Ernst Albert ist gelegentlich ein vergeßlicher Patron. Diesmal jedoch trug auch Frau Pelagia eine gewisse Mitschuld. Sie drängte einerseits zum Aufbruch, wollte aber hier und dort noch schauen, da drüben noch ein Foto schießen, – „Die Augen dieser Kühe!“ – ach, wahrscheinlich wollte sie nur den Tag verlängern, den Abstieg hinauszögern, die Sonne am Firmament festnageln und also: hier bleiben, hier. Es gab doch noch soviel zu atmen, soviel zu horchen, soviel zu sehen. Oberschenkel und Waden waren inzwischen in den Streik getreten – Ernst „Storchenbein“ Albert litt dabei mehr als Eva „Rückraumwade“ Pelagia – aber die kleine Wandercombo taperte zielstrebig gen Wasserauen, nahm den steilsten Weg runter durch den Tobel und hätte man sie sehen können von der Ferne, man hätte meinen dürfen, da stolpern Mitglieder der Augsburger Puppenkiste hölzern hinab ins Tal.

Langer Sätze wenig Sinn: Ernst Albert vergaß oben am Ufer des Seealpsees die beiden Besinnungsaufsätze, die der Hase und der Bär pflichtschuldigst und voll heller Freude verfaßt hatten. Also wird er niemals erfahren, warum der Hase eine Kuh und der Bär einen Säntis mit sich nach Hause nehmen wollte. Das ist schade. Andererseits: es entfällt die ersehnte oder auch befürchtete Bewertung.

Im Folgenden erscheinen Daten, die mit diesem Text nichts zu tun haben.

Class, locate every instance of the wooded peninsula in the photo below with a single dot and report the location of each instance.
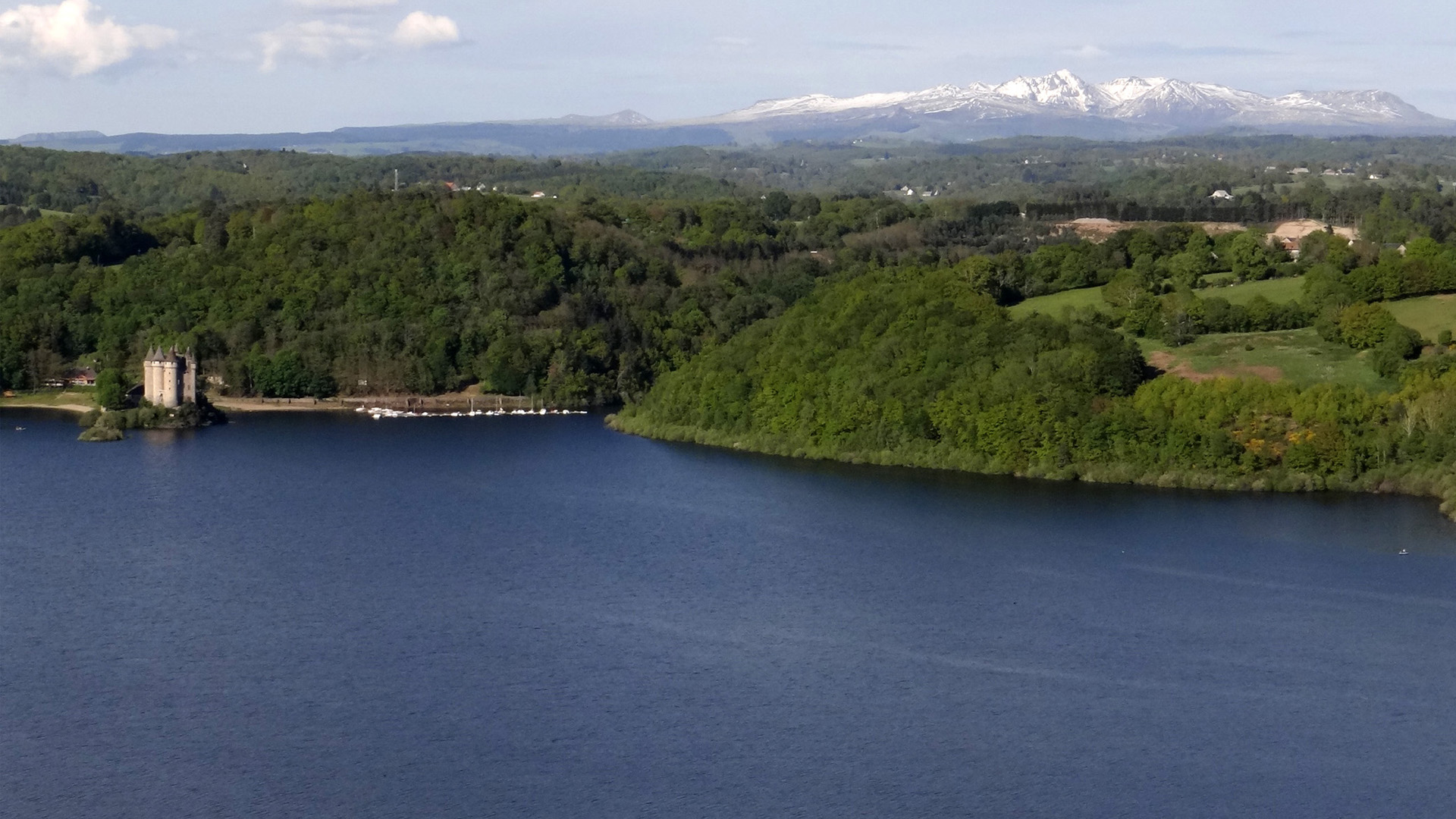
(1050, 308)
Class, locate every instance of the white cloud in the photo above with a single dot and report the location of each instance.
(318, 41)
(346, 5)
(421, 30)
(72, 38)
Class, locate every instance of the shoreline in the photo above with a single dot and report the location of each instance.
(446, 403)
(1439, 487)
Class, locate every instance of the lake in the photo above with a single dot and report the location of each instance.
(334, 617)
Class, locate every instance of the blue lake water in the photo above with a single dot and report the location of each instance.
(315, 615)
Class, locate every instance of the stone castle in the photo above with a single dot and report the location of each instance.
(169, 378)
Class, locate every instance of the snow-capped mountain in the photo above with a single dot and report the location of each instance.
(1063, 104)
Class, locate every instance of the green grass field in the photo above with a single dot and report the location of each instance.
(1427, 315)
(1298, 356)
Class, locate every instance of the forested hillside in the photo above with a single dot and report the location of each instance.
(921, 368)
(582, 302)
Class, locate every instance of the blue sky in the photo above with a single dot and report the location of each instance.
(212, 66)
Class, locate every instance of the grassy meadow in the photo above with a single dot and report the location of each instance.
(1427, 315)
(1299, 356)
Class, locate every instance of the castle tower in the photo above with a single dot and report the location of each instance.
(152, 376)
(190, 378)
(169, 379)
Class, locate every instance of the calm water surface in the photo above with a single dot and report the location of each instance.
(498, 617)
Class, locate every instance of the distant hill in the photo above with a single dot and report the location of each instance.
(1055, 105)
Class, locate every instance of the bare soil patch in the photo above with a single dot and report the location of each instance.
(1301, 228)
(1168, 363)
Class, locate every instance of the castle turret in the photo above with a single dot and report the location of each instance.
(171, 379)
(188, 378)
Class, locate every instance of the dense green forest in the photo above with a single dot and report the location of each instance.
(830, 308)
(580, 302)
(922, 368)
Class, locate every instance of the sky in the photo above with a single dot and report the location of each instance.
(259, 66)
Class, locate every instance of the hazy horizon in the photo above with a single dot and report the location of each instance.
(237, 66)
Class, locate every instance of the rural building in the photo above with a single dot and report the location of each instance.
(169, 378)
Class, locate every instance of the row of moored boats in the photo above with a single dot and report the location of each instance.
(386, 413)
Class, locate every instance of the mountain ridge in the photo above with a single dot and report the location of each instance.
(1056, 105)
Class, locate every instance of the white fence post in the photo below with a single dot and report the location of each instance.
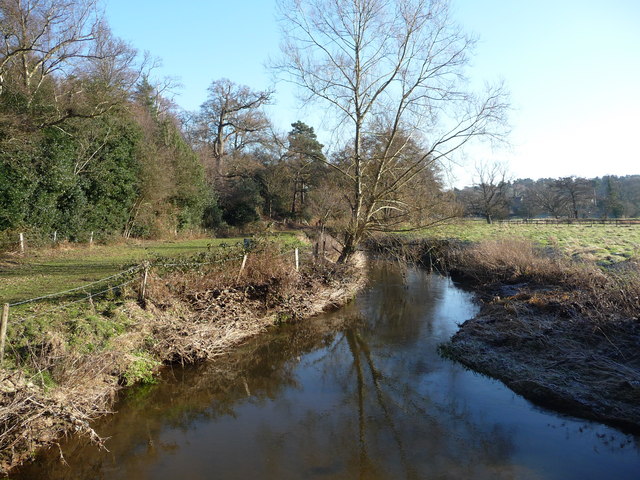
(244, 262)
(3, 329)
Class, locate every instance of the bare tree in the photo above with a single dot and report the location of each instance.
(577, 191)
(394, 67)
(549, 198)
(230, 119)
(489, 196)
(61, 53)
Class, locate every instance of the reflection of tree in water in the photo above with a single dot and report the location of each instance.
(255, 373)
(361, 405)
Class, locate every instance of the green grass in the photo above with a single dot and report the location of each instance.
(50, 270)
(603, 244)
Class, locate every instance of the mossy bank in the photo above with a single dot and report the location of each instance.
(64, 369)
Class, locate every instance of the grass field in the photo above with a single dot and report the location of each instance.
(603, 244)
(50, 270)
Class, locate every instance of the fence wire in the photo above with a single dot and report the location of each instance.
(132, 271)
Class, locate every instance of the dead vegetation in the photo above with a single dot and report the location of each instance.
(63, 376)
(562, 333)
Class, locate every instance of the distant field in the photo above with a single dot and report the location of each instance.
(604, 244)
(51, 270)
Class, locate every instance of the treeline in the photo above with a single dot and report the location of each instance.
(90, 143)
(87, 143)
(495, 197)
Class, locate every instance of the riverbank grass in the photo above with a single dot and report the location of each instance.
(601, 244)
(49, 270)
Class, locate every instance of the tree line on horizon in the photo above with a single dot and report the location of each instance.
(90, 140)
(494, 197)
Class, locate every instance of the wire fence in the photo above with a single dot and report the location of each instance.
(116, 283)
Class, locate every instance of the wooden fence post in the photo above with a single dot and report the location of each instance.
(244, 262)
(3, 329)
(143, 284)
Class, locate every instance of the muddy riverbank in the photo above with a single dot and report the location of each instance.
(561, 334)
(189, 316)
(360, 392)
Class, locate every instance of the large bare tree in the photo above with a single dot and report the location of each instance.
(390, 66)
(230, 120)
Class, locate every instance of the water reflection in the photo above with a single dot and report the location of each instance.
(360, 393)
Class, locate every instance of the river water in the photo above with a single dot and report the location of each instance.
(360, 393)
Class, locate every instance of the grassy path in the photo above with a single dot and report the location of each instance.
(50, 270)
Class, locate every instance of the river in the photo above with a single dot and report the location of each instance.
(360, 393)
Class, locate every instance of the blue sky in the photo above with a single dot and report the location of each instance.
(572, 67)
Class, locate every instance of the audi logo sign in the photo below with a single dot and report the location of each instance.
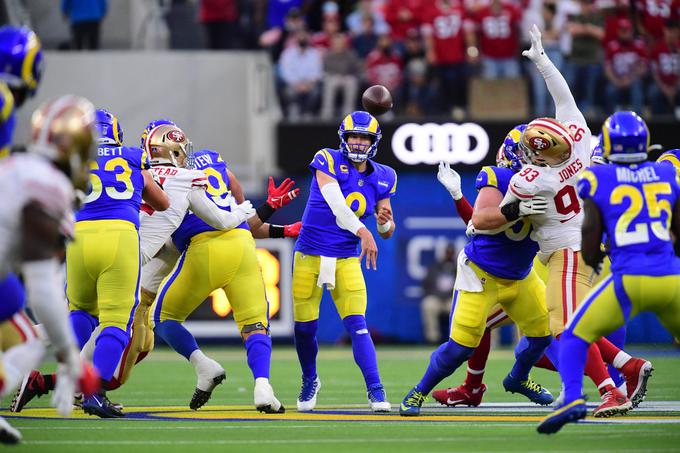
(429, 143)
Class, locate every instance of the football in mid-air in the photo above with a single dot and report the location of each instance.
(376, 100)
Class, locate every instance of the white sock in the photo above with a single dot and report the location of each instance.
(621, 359)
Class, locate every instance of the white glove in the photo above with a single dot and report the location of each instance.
(450, 179)
(536, 52)
(68, 373)
(533, 206)
(244, 211)
(470, 231)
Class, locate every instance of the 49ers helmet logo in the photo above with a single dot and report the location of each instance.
(538, 143)
(176, 136)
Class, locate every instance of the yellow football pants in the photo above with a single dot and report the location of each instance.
(213, 260)
(349, 294)
(103, 271)
(522, 300)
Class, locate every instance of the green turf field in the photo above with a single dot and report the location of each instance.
(158, 393)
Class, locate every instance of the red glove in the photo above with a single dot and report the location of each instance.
(278, 197)
(292, 230)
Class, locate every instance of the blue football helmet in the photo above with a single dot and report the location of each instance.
(625, 138)
(361, 123)
(596, 153)
(672, 156)
(21, 61)
(108, 128)
(508, 155)
(151, 125)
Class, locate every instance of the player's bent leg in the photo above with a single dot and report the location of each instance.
(306, 299)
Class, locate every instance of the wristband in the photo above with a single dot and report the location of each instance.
(385, 227)
(264, 212)
(276, 231)
(511, 211)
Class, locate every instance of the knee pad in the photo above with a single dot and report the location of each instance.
(116, 333)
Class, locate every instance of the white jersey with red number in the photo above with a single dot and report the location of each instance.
(155, 228)
(560, 226)
(29, 178)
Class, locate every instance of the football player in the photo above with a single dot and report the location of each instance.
(213, 259)
(557, 150)
(347, 188)
(104, 262)
(494, 279)
(169, 151)
(35, 219)
(636, 203)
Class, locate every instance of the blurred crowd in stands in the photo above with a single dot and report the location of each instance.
(613, 53)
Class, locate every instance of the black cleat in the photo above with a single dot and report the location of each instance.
(201, 397)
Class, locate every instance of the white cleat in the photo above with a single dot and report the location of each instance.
(265, 401)
(209, 375)
(377, 399)
(308, 393)
(8, 434)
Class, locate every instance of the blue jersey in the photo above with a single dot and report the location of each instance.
(320, 234)
(7, 119)
(116, 185)
(636, 203)
(510, 253)
(218, 192)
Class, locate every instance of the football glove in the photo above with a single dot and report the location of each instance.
(450, 179)
(292, 230)
(278, 197)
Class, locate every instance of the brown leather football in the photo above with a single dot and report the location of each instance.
(376, 100)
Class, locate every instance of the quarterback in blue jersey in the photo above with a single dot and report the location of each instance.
(636, 203)
(495, 270)
(347, 188)
(103, 262)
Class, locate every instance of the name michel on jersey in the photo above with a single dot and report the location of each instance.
(646, 174)
(571, 170)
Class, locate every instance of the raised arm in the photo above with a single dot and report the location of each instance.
(565, 104)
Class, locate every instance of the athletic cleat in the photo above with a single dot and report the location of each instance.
(461, 395)
(613, 403)
(32, 386)
(532, 390)
(572, 412)
(100, 406)
(377, 399)
(413, 400)
(209, 374)
(637, 372)
(308, 393)
(265, 401)
(8, 434)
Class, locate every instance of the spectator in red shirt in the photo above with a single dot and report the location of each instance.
(384, 67)
(402, 16)
(220, 20)
(651, 15)
(625, 64)
(498, 31)
(450, 44)
(665, 62)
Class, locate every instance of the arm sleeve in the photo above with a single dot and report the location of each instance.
(344, 217)
(210, 213)
(565, 105)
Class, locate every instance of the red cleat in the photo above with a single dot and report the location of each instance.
(613, 403)
(461, 395)
(637, 372)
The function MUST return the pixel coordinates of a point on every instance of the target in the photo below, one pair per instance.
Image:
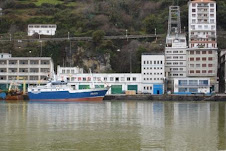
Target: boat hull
(86, 95)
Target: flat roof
(203, 1)
(40, 24)
(150, 53)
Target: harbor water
(112, 126)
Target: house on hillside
(42, 29)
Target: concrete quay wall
(167, 97)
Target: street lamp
(41, 48)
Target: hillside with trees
(96, 19)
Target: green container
(21, 87)
(116, 89)
(83, 87)
(132, 87)
(3, 87)
(99, 86)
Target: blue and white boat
(62, 91)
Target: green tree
(98, 36)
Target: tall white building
(176, 48)
(42, 29)
(153, 73)
(202, 24)
(202, 56)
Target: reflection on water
(124, 126)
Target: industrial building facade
(34, 70)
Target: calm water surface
(113, 126)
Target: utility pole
(130, 57)
(41, 48)
(70, 55)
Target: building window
(203, 82)
(194, 90)
(192, 71)
(210, 65)
(183, 82)
(193, 82)
(197, 52)
(198, 59)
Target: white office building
(34, 70)
(202, 24)
(153, 73)
(42, 29)
(202, 56)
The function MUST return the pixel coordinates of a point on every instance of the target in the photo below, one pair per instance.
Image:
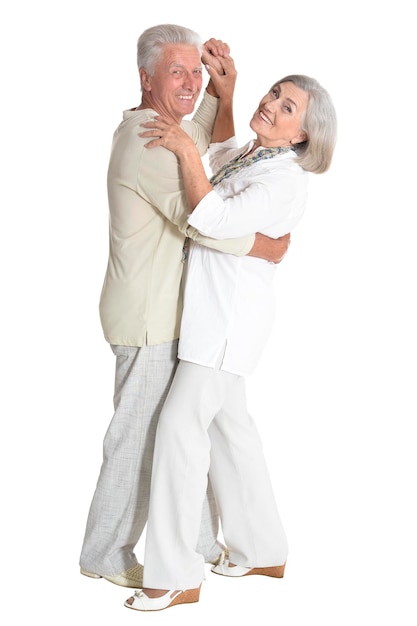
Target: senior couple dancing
(187, 323)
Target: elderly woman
(228, 313)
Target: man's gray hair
(152, 41)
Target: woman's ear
(300, 138)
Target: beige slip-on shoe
(130, 578)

Ohne sich seiner Vergeßlichkeit bewußt zu werden, streichelte Ernst Albert derweilen die Flanke einer Kuh, vorsichtig, von hinten links und seitlich, den Augenkontakt meidend. Eva Pelagia bannte alles auf eine digitale Speicherkarte und die Kuh dachte, sie würde photographiert. Oh tempora, oh Kodak!

Dort unten im Tal, da wo das Appenzell endet, beginnt der Bodensee. Den galt es zu queren auf dem Weg nach Hause. Das Gewitter, welches vor kurzem dem Säntis den Buckel runter gerutscht war, hatte sich inzwischen entladen und als man auf der Fähre Richtung Meersburg steuerbords gen Appenzell blickte, schien es, als habe der Wettergott über dem See ein kleines Theater aufgebaut. Eine spiegelglatte und postdramatische Spielfläche, sehr feuchte Wolkenvorhänge sowie unbedingt bedeutungsschwangeres Licht vor ferner Hügelkette. Drama, Baby, Drama! Nach dem Sturm ist vor dem Gewitter. Oder auch nicht. Der Vorhang zu und alle Fragen bleiben offen. Ein letztes Lied schallte über den See und war zu hören bis kurz vor Meersburg. Uf wiederluege! Gewiß, von einer Rückkehr der Abreisenden ist weiterhin fest auszugehen.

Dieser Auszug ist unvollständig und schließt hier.